I looked at some of the classical books in ODE. Most books including Coddington Levinson, Hartman, Chicone do not define the degree of a differential equation. The only book where I found it is Ince. He writes

An ordinary differential equation expresses a relation between an independent variable, a dependent variable and one or more differential coefficients of the dependent with respect to the independent variable.
The order of a differential equation is the order of the highest differential coefficient which is involved. When an equation is polynomial in all the differential coefficients involved, the power to which the highest differential coefficient is raised is known as the degree of the equation. When, in an ordinary or partial differential equation, the dependent variable and its derivatives occur in the first degree only, and not as higher powers or products, the equation is said to be linear. The coefficients of a linear equation are therefore either constants or functions of the independent variable or variables.
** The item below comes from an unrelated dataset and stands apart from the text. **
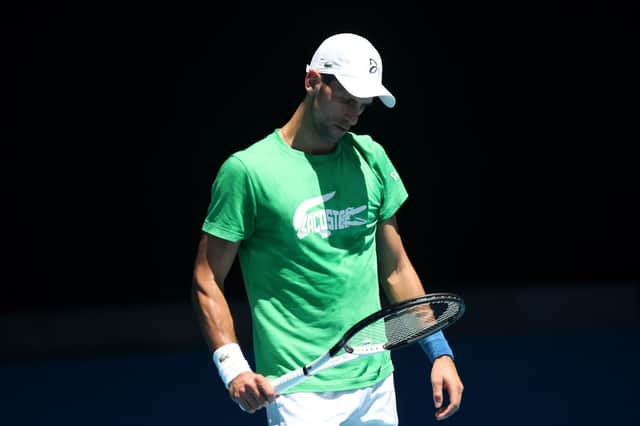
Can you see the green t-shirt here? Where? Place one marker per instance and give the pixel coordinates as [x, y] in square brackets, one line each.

And then he gives the following example

$$\left\{1+\left(\frac{dy}{dx}\right)^2\right\}^{1/2}=3\frac{d^2y}{dx^2}$$ is an ordinary equation of the second order which when rationalised by squaring both members is of the second degree.
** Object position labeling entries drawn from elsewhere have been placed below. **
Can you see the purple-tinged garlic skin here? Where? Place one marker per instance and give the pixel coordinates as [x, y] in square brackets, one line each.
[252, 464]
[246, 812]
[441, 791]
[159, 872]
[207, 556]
It is a bit archaic, in particular, by differential coefficients he just means the derivatives of the solution. Anyway, the way I read it is that if a differential equation can be written in the form \begin{align}a_n(x,y(x)) &\left(\frac{dy^n}{dx^n}(x)\right)^{m_n} + a_{n-1}(x,y(x)) \left(\frac{dy^{n-1}}{dx^{n-1}}(x)\right)^{m_{n-1}}\\ &+ \ldots + a_1(x,y(x)) \left(\frac{dy}{dx}(x)\right)^{m_1} = f(x,y(x)),\end{align} where $m_n,\dots, m_1$ are natural numbers and $a_n\ne 0$, then the degree of the ODE is $m_n$.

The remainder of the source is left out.